A company has been fined £200,000 after a worker's arm was caught in a machine and broke in two places.
CCTV footage of the incident has been released by the Health and Safety Executive (HSE) after Gates Engineering and Services UK Limited was fined £200,000.
The 22-year-old, from Newcastle, had only recently started working as a manufacturing operative for the company when the incident occurred on 12 November 2021.
He was undergoing training when he was assisting another worker on the company’s 60-metre lathe at the firm’s site on Bassington Drive in Cramlington.
The man was working at the rear of the lathe when the rubber material he had just applied fell from the steel mandrel.
He instinctively reached to grab the material, and at the same time the lathe started, pulling him into the machine. This resulted in his left arm being broken in two places.
The machine was used to wrap rubber and other materials around a steel mandrel to form hose bodies for industrial hoses.
The system of work at Gates Engineering involved one employee working at the front of the machine operating the controls, with a second employee assisting from the rear, helping to manually position the rubber materials being applied.
However, the manufacturer’s manual for the machine stated that the lathe should be enclosed with a fixed perimeter guard, and that access to the work area by persons other than the machine operator prevented.

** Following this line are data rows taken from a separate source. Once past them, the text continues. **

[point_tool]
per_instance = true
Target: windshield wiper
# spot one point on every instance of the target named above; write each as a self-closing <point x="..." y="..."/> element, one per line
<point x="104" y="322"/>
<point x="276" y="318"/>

An investigation by the Health and Safety Executive (HSE) found the company had failed to take effective measures to prevent access to the dangerous parts of the lathe, and that its system of work required employees to stand in an area that was meant to be enclosed by guards.
The company pleaded guilty to breaching the Health and Safety at Work Act and was fined £200,000 and ordered to pay £3,653.70 in costs at Newcastle Magistrates’ Court on 4 May.
HSE inspector Stephen Garner said: “After this accident, the company was able to install perimeter guards to prevent access to the rear of its 60-metre lathe, and altered its system of work so that operation of the lathe could be carried out from the safe area at the front of the machine - as intended by its manufacturer.
"This accident could have been prevented if action had been taken earlier.
“A third-party safety audit commissioned by Gates Engineering, dated 16 January 2018, identified that there was access to moving parts at the rear of the machine due to inadequate guarding. Although this report failed to recommend any remedial measures, taken in combination with the information in the machine’s manual, this represented a missed opportunity to properly safeguard the machine before an accident occurred.
"Ultimately this accident was both foreseeable and preventable.”